One of the big reasons I wanted to go was to get to finally meet Jim Groom in person. Jim is a passionate educational technologist who runs the Blogs at University of Mary Washington service. His work has been an inspiration to lots of people trying to free learning content across campuses. If you read his blog you know he is really into shattering the status quo and destroying the walls that have captured our institutional content for the last 10 years. Let me just say that his presentation rocked and it pushed Brad and I to spend nearly the entire 4 hour drive back to State College talking about how we are also thinking these thoughts — and frankly how to push a little harder.

It was great finally meeting Jim Groom.

It was great finally meeting Jim Groom.

His talk was titled Permanent Revolution and told the story of how important it is that we promote the use of open publishing spaces to save the academy. He told it with the intensity and emotion of a man worthy of the nickname, The Reverend. He makes the claim that the “Notion of the Permanent Revolution” is at the core of what we are trying to do with education — we need ways to rethink the digital space we are living in and how to take advantage of the affordances inherent in instant publishing. He claims that WordPress is a platform for revolution, but was quick to point to us and say the tools don’t matter just the ways we allow them to be used. His assertion is that we must work to liberate student content — in the LMS/CMS model students must pour it in and then after the course it gets packaged up, archived, deleted, and ultimately becomes inaccessible to the creator. It isolates the contribution. In the blog world, it belongs to the individual and the individual decides how to share it with the community (or the class).

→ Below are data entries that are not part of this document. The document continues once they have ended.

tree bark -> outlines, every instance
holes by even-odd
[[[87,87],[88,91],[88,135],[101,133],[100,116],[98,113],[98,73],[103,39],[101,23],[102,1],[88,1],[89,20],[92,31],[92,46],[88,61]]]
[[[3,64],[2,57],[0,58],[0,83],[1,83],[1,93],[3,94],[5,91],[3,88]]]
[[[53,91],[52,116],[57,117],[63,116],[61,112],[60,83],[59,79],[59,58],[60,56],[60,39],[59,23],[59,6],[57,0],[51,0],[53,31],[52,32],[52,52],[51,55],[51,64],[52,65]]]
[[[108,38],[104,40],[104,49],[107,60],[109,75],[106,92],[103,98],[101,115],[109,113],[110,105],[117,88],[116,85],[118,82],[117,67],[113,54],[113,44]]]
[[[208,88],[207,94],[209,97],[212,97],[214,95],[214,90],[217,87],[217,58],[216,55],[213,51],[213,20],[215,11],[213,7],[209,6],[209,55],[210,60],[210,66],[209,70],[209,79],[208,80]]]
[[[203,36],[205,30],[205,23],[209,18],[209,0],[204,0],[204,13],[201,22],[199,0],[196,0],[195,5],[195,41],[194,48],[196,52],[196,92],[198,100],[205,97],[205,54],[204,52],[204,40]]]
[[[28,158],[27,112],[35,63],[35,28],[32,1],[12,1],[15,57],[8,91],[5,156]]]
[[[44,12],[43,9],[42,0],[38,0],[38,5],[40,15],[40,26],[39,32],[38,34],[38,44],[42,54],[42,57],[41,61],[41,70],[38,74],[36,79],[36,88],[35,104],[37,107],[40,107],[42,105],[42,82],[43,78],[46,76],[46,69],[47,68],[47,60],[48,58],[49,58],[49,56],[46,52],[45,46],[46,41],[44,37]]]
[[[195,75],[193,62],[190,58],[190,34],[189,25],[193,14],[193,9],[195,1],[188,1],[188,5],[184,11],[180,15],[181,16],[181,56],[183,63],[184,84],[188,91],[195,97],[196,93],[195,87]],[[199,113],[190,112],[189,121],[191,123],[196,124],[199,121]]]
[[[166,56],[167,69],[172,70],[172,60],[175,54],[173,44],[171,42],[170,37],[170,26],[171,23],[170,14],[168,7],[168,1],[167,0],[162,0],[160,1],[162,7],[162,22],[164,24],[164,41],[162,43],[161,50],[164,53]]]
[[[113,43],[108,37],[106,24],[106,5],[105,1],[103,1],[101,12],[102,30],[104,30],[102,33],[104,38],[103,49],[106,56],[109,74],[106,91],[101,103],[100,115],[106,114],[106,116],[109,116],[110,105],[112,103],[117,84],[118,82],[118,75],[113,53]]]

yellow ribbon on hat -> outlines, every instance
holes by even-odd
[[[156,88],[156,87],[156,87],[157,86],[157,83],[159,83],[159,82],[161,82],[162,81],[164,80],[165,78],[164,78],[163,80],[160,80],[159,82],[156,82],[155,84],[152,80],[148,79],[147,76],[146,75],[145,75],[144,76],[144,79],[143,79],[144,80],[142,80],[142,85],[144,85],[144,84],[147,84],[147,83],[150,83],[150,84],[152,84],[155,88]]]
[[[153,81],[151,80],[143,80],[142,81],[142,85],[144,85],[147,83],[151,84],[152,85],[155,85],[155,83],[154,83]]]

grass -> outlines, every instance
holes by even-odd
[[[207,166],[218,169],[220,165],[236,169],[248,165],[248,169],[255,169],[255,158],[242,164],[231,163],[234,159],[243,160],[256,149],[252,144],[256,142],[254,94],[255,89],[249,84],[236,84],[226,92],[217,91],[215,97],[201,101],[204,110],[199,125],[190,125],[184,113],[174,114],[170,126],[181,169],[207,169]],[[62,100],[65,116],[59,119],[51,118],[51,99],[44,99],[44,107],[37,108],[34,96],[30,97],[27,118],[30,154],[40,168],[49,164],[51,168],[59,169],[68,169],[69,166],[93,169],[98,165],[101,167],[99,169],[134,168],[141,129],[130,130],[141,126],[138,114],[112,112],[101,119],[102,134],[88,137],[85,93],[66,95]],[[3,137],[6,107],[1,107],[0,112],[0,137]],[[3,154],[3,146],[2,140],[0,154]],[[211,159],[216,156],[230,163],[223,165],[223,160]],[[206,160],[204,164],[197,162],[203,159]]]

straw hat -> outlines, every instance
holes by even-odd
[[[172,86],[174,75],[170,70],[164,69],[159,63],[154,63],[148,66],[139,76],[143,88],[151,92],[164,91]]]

A great talk that I wish was given more time. What I really wanted to do was explore the underlying principles with his talk and walk away from any thoughts of “my platform is better than yours.” I think Jim and I were both very interested in talking about affordances of the concept, not of the individual tools. He and I are going to be joining forces with Brian Lamb, D’Arcy Norman, and Alan Levine at ELI in January to present a session on the use of personal publishing tools to drive educational practice … I can’t wait to have the conversation with he and the rest of that crew.

At the end of the day, it was a very worth while trip and one that has me thinking more critically about the notion of openness on our campus — and how much louder we need to be shouting for its creation.